Is there even a question that he would have been outrageously good at soccer, too? He's got great speed, too, as he once stole SIX bases in a game against the Red Sox. On the left side, this left-footed freak of nature would be pretty deadly. — Sharp
Rajon Rondo, RCM
Really, we could choose from any number of NBA point guards for this spot, but Rondo wins because he's probably the fastest guy in the NBA. That, and his freakish, gangly frame--combined with ridiculous instincts in the passing lanes--makes him a perfect choice as a defensive midfielder. Throw in skills as a distributor, and he's really a can't-miss prospect.

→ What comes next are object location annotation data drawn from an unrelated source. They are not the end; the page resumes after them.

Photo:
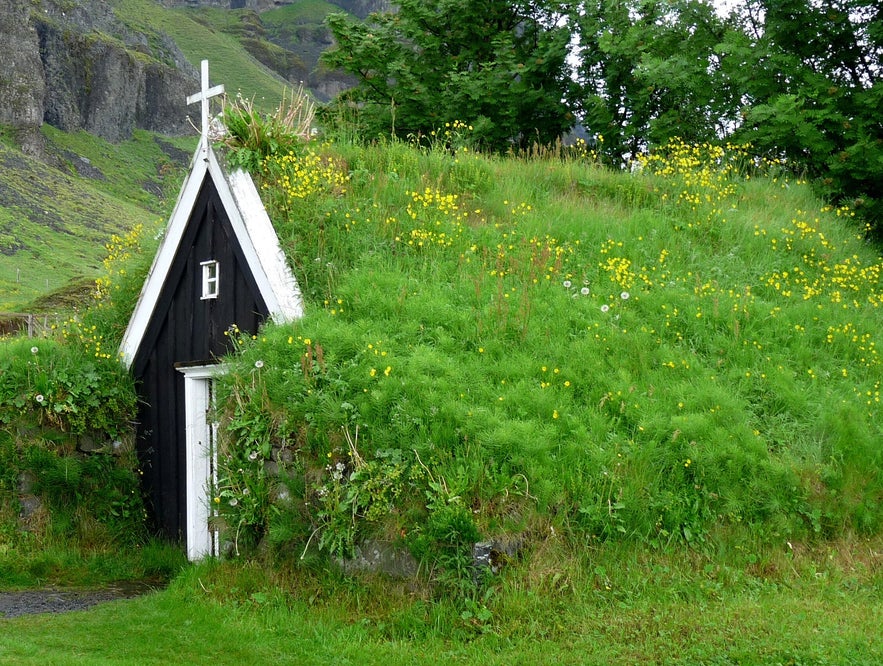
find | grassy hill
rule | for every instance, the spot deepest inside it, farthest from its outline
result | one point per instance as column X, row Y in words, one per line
column 56, row 215
column 513, row 349
column 656, row 394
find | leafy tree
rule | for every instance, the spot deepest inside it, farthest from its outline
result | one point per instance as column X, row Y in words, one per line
column 812, row 83
column 498, row 65
column 648, row 71
column 798, row 79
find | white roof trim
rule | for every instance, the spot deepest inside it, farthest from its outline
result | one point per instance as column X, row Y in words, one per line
column 253, row 230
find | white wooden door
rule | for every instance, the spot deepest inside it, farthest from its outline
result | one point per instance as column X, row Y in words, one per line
column 201, row 457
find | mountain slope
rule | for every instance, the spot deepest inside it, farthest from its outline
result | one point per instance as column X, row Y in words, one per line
column 56, row 218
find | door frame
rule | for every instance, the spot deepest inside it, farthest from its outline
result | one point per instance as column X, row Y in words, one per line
column 201, row 459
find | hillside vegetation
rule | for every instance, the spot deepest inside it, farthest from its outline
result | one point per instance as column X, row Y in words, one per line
column 56, row 216
column 535, row 350
column 653, row 393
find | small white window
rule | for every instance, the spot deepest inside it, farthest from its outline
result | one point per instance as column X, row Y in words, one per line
column 210, row 279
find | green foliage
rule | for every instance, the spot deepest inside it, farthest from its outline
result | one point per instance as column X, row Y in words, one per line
column 80, row 492
column 649, row 72
column 252, row 137
column 499, row 67
column 799, row 80
column 77, row 390
column 477, row 362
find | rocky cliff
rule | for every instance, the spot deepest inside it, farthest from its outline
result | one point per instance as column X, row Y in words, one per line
column 22, row 84
column 77, row 66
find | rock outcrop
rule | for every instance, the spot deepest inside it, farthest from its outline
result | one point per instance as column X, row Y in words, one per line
column 77, row 66
column 21, row 76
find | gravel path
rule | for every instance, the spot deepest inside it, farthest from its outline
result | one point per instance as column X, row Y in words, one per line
column 62, row 600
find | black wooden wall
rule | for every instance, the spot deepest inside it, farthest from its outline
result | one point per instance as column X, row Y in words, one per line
column 187, row 330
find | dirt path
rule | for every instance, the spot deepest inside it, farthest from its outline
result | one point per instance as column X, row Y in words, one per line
column 62, row 600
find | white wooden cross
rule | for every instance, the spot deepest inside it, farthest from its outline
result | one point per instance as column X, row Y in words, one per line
column 204, row 95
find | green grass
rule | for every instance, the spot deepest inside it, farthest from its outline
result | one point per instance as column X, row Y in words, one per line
column 625, row 608
column 546, row 344
column 230, row 63
column 55, row 224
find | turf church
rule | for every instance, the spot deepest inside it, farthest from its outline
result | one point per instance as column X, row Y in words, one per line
column 219, row 265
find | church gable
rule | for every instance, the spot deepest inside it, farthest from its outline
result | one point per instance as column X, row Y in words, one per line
column 219, row 264
column 209, row 287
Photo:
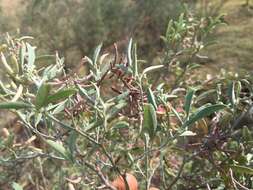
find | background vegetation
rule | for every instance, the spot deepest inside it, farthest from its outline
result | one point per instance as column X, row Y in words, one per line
column 166, row 99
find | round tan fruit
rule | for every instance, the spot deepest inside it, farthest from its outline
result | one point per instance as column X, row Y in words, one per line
column 119, row 183
column 153, row 188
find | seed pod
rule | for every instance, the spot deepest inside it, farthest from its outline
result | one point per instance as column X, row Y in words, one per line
column 5, row 64
column 3, row 47
column 5, row 133
column 119, row 183
column 14, row 63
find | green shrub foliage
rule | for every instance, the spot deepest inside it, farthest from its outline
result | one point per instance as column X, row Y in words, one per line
column 162, row 123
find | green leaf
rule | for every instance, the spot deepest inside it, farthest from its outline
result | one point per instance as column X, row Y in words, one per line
column 242, row 169
column 129, row 53
column 151, row 98
column 246, row 134
column 62, row 94
column 116, row 109
column 59, row 148
column 44, row 60
column 231, row 93
column 150, row 120
column 14, row 105
column 203, row 112
column 72, row 143
column 96, row 54
column 135, row 61
column 42, row 95
column 188, row 102
column 152, row 68
column 31, row 57
column 121, row 125
column 16, row 186
column 187, row 133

More importantly, can you think of a better name for a soccer player? "Rajon Rondo" sounds like some 15 year-old Brazilian phenom... He could even drop "Rajon" and do the whole one name thing. Who's the best all-around midfielder in the world? RONDO. — Sharp
Andy Roddick, RM
Another instant qualifier on so many fronts. Already suited up with a proper WAG in Brooklyn Decker. Already coated in a brahsome patina of endless sports camps and free sports goods accumulated from a lifetime of sponsored athletics. Already bearing the kind of mongoose-on-the-loose look most midfielders in full froth have on their face while working through traffic. Already a genius at arguing demonstratively and ineffectively with officials.
He also qualifies on the basis of his talent, too: a midfielder has to understand and dictate flow, something tennis players understand all too well. Roddick won't be the star of the team, but he will take the ball, see the striker hauling ass down the line, and put the ball on his toe a step ahead of the defender and in perfect position for a goal. If we haven't sold you on him completely, consider two other selling points: superb conditioning and what you know will be an amazing propensity for dramatic dives. We smell a roster spot opening up here. — Spencer
Darrelle Revis, LB
Come on. You knew it was coming. Of course we'd put Revis on here. He's perfect. For one thing, the name "Revis" sounds like it could belong to any number of pasty English footballers, and for another, he's the best athlete of all, at a position that features some of the best athletes in all of sports. Speed, quickness, lateral movement, jumping, mental toughness--Darrelle Revis has it all.
When it comes to "marking" people, Wayne Rooney shouldn't be too much of a challenge after you've blanketed Randy Moss for 60 minutes. — Sharp
Troy Polamalu, RB
With his hair, there's really no debate: the guy should be playing soccer. And can you imagine having him on the backline? He's displayed preternatural instincts in the Pittsburgh secondary for his entire career. You're saying that wouldn't translate to playing defense in soccer?
He's faster and stronger than anyone the U.S. has now, and he's experienced with "marking" some of the best athletes in the world. If he'd grown up in "boots" instead of "football cleats," we'd be looking at a faster, stronger version of Spain's Carles Puyol, complete with a questionable hairstyle that goes completely unquestioned in soccer. Yeah, that'd be an upgrade over Jon Bornstein. — Sharp
Chris Andersen, GK
And there you have it... That's the squad. Do you really think England or France could touch that roster? ... What's that? You think we're just a bunch of ignorant American sports fans with no appreciation for the beautiful game? WHAT'S THAT WE CAN'T HEAR YOU OVER THE MUSIC.